Just moments before President Joe Biden exercised his veto power to reject the repeal of Staff Accounting Bulletin (SAB) 121 on May 31, the American Bankers Association (ABA), the leading lobbying organization for the U.S. banking sector, made a final attempt to persuade him otherwise.
In a letter addressed to President Biden, the ABA emphasized the negative impact of preventing regulated banks from effectively providing digital asset safeguarding services on a large scale. The organization argued that such limitations would harm investors, customers, and ultimately, the financial system.
Despite both the House of Representatives and the Senate voting in favor of repealing the SAB 121 guidance, President Biden utilized his presidential veto authority, ensuring that the guidance would not be overturned.

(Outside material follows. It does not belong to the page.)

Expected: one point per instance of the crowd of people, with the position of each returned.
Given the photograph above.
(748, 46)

The ABA highlighted that SAB 121 represents a significant departure from the traditional treatment of custodial assets and could pose challenges for the industry in terms of securely storing digital assets for customers. This unexpected pro-crypto stance from the ABA may come as a surprise to those in the cryptocurrency industry, especially considering reports from last year that indicated the ABA had assisted Senator Elizabeth Warren, known for her skepticism towards cryptocurrencies, in drafting anti-crypto legislation.
In a video that emerged on X (formerly Twitter) in December 2023, it was revealed that Senator Roger Marshall and Elizabeth Warren had sought the ABA’s assistance in crafting the Digital Asset Anti-Money Laundering Act.
The rejection of the SAB 121 repeal by President Biden, along with the ABA’s support for digital asset safeguarding services, further highlights the growing influence of crypto voters in the political landscape. This trend is expected to continue and shape the upcoming 2024 election.